Tangible interfaces present an ideal opportunity to digitally enable physical fidgeting interactions along with physiological sensor monitoring to unobtrusively and comfortable measure non-visable changes in affective state. This opportunity initiated the investigation of factors that would bring about the designing of more effective intelligent solutions using participatory design techniques to engage people in designing solutions relevant to themselves.
Adopting an artificial intelligence approach using physiological signals creates the possibility to quantify affect with high levels of accuracy. However, labelling is an indispensable stage of data pre-processing that is required before classification and can be extremely challenging with multi-model sensor data. New techniques are introduced for labelling at the point of collection coupled with a pilot study and a systematic performance comparison of five custom built labelling interfaces.
When classifying labelled physiological sensor data, individual differences between people limit the generalisability of models.
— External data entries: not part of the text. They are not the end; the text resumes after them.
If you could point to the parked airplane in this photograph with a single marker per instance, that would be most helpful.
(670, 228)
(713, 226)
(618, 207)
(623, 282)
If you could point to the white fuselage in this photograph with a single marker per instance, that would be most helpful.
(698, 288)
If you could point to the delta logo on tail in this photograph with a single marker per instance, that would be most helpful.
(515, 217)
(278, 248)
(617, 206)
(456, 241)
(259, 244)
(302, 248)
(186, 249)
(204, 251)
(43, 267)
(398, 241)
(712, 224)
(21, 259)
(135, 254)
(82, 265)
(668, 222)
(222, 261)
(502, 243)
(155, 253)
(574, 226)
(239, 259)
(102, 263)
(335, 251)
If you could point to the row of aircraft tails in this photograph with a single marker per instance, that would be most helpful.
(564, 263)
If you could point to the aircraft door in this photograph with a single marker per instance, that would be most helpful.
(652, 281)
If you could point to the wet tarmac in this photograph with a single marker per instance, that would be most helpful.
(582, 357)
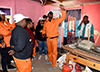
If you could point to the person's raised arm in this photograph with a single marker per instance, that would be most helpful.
(59, 20)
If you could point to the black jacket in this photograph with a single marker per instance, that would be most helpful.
(38, 34)
(22, 43)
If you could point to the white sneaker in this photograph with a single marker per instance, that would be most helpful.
(46, 57)
(40, 57)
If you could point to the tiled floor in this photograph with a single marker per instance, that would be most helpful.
(38, 65)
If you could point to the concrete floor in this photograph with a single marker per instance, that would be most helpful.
(38, 65)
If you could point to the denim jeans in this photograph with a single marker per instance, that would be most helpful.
(42, 44)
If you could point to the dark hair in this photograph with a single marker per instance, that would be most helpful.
(28, 20)
(0, 18)
(50, 12)
(44, 16)
(85, 16)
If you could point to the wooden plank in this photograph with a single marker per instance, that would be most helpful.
(82, 61)
(82, 53)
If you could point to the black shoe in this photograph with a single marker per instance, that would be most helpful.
(11, 67)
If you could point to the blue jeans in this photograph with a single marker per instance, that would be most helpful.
(42, 44)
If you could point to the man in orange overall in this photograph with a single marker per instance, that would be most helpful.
(50, 30)
(21, 45)
(5, 29)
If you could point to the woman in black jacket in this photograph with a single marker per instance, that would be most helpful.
(41, 41)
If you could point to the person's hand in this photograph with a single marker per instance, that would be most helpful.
(61, 6)
(11, 52)
(3, 44)
(37, 41)
(9, 29)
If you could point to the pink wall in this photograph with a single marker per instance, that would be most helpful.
(93, 11)
(28, 8)
(34, 10)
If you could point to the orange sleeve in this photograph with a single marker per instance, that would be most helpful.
(44, 29)
(4, 32)
(59, 20)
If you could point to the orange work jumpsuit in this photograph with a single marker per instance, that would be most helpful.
(23, 65)
(34, 48)
(4, 30)
(51, 30)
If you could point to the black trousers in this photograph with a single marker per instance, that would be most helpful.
(5, 57)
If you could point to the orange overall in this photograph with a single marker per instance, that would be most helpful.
(51, 30)
(34, 48)
(23, 65)
(4, 30)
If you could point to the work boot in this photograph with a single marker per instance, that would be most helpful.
(46, 57)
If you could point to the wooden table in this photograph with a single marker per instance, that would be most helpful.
(83, 57)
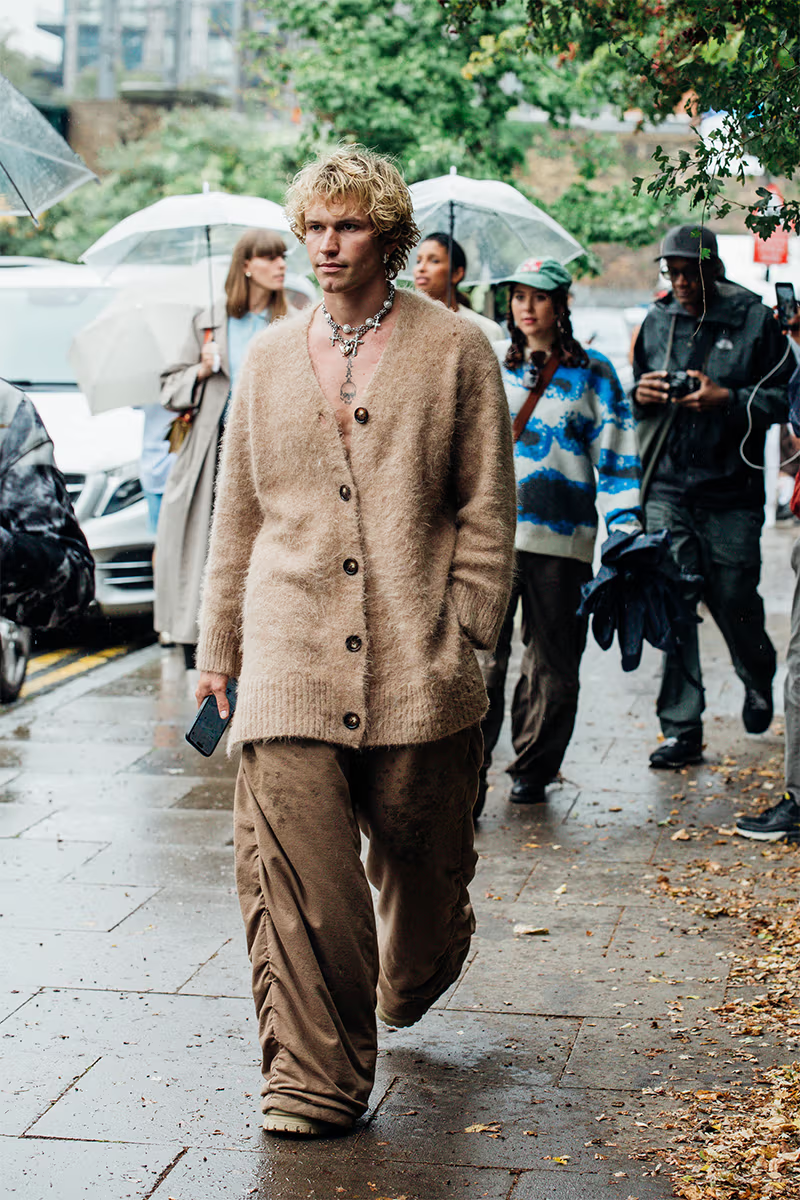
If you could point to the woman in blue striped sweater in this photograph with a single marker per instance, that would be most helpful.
(575, 457)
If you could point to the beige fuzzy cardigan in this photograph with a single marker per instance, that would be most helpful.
(349, 591)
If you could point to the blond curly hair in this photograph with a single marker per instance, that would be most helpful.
(370, 179)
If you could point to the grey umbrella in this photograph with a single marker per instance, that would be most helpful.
(37, 168)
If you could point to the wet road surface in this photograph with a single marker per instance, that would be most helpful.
(128, 1043)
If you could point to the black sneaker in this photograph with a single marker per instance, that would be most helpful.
(480, 799)
(678, 751)
(757, 712)
(781, 821)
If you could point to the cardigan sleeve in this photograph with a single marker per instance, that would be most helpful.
(486, 502)
(235, 526)
(179, 382)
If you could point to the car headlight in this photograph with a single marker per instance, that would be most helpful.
(122, 489)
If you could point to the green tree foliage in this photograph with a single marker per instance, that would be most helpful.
(190, 147)
(397, 77)
(737, 57)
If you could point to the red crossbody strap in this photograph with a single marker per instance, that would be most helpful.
(534, 396)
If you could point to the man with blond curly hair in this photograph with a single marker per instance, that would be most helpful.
(361, 551)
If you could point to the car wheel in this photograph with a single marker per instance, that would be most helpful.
(14, 652)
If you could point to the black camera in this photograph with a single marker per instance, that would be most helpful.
(681, 384)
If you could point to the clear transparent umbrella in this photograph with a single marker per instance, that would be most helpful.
(494, 223)
(37, 168)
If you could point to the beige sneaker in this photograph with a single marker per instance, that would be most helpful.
(277, 1121)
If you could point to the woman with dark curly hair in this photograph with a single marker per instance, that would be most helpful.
(439, 268)
(575, 455)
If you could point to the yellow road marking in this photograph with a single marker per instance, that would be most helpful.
(71, 669)
(42, 661)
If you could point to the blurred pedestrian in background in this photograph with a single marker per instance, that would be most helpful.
(711, 370)
(575, 455)
(47, 573)
(156, 460)
(198, 389)
(439, 268)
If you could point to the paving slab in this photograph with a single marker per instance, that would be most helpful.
(588, 883)
(184, 756)
(16, 819)
(590, 1185)
(30, 1085)
(67, 906)
(53, 757)
(287, 1173)
(37, 1168)
(131, 959)
(149, 826)
(226, 973)
(46, 861)
(212, 1101)
(10, 1001)
(132, 1024)
(115, 792)
(154, 864)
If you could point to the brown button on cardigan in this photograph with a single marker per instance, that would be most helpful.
(429, 523)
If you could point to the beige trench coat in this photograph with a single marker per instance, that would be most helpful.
(185, 519)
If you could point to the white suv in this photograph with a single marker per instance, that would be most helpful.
(40, 313)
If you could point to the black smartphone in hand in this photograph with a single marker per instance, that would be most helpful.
(208, 726)
(787, 305)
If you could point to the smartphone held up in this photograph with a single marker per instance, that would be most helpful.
(208, 726)
(787, 304)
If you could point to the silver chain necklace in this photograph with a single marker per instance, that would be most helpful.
(355, 334)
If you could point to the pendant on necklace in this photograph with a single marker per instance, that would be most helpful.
(349, 346)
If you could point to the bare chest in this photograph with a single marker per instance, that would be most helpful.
(343, 379)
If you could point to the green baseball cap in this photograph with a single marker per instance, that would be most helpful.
(545, 274)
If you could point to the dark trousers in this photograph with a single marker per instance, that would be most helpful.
(546, 697)
(725, 550)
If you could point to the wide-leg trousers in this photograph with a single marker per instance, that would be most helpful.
(319, 960)
(723, 549)
(546, 696)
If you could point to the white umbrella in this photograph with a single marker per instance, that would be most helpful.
(118, 358)
(497, 227)
(182, 229)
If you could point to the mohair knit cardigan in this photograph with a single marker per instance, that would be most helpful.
(349, 592)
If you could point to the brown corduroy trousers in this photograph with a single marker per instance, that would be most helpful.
(318, 960)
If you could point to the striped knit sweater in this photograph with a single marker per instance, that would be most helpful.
(577, 456)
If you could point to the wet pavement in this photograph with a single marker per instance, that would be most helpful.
(128, 1044)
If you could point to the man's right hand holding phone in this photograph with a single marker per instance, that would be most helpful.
(211, 683)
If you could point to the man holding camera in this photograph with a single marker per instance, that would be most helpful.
(711, 370)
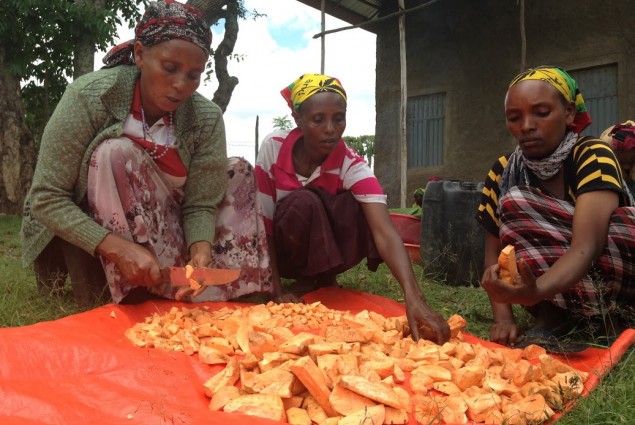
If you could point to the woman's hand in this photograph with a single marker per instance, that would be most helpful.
(137, 264)
(524, 291)
(201, 254)
(504, 332)
(425, 322)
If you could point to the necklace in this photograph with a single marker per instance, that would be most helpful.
(146, 133)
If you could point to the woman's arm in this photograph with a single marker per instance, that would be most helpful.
(589, 233)
(504, 330)
(590, 230)
(423, 321)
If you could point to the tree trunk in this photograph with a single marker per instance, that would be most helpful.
(84, 59)
(17, 155)
(212, 11)
(226, 82)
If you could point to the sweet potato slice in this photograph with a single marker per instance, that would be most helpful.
(209, 355)
(507, 264)
(223, 396)
(224, 378)
(298, 416)
(262, 405)
(367, 416)
(346, 402)
(374, 391)
(310, 375)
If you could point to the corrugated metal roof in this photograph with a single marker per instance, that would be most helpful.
(352, 11)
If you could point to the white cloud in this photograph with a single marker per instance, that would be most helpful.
(267, 67)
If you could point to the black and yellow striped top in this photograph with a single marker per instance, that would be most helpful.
(590, 166)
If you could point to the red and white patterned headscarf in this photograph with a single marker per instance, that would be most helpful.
(163, 21)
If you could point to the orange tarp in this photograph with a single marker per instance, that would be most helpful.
(83, 370)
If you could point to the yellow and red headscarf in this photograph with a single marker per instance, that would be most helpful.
(567, 87)
(308, 85)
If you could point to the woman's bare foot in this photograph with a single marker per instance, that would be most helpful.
(327, 280)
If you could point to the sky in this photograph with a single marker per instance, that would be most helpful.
(278, 48)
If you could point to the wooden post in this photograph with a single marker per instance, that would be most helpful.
(323, 38)
(403, 78)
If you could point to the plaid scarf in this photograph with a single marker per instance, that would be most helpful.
(515, 173)
(163, 21)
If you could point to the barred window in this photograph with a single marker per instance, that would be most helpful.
(425, 122)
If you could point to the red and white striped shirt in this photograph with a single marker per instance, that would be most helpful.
(342, 170)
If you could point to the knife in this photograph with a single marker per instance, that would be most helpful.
(178, 276)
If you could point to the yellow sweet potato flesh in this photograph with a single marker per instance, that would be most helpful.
(301, 363)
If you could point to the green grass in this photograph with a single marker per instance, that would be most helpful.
(610, 403)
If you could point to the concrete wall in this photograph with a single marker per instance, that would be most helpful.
(471, 50)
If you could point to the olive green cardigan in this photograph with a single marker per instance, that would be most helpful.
(93, 109)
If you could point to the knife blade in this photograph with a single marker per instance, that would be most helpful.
(177, 276)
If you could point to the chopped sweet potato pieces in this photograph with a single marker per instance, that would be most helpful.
(307, 364)
(262, 405)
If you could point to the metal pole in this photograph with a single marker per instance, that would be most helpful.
(323, 38)
(257, 137)
(403, 75)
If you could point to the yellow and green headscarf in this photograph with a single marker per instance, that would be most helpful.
(308, 85)
(567, 87)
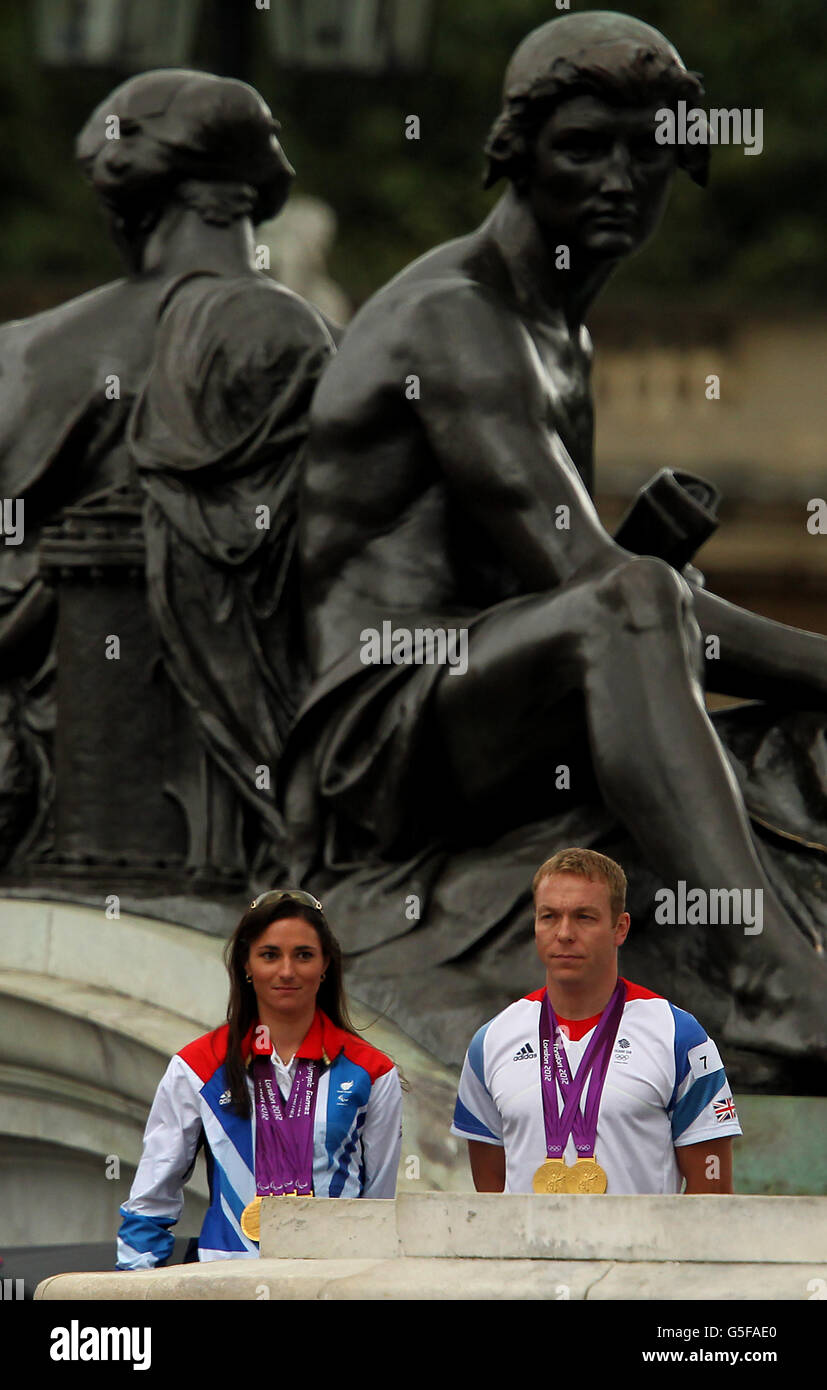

To address this challenge, a transfer learning approach has been developed that personalises affective models using few labelled samples. This approach to personalise models and improve cross-domain performance is completed on-device, automating the traditionally manual process, saving time and labour. Furthermore, monitoring trajectories over long periods of time inherits some critical limitations in relation to the size of the training dataset. This shortcoming may hinder the development of reliable and accurate machine learning models. A second framework has been developed to overcome the limitation of small training datasets using an image-encoding transfer learning approach.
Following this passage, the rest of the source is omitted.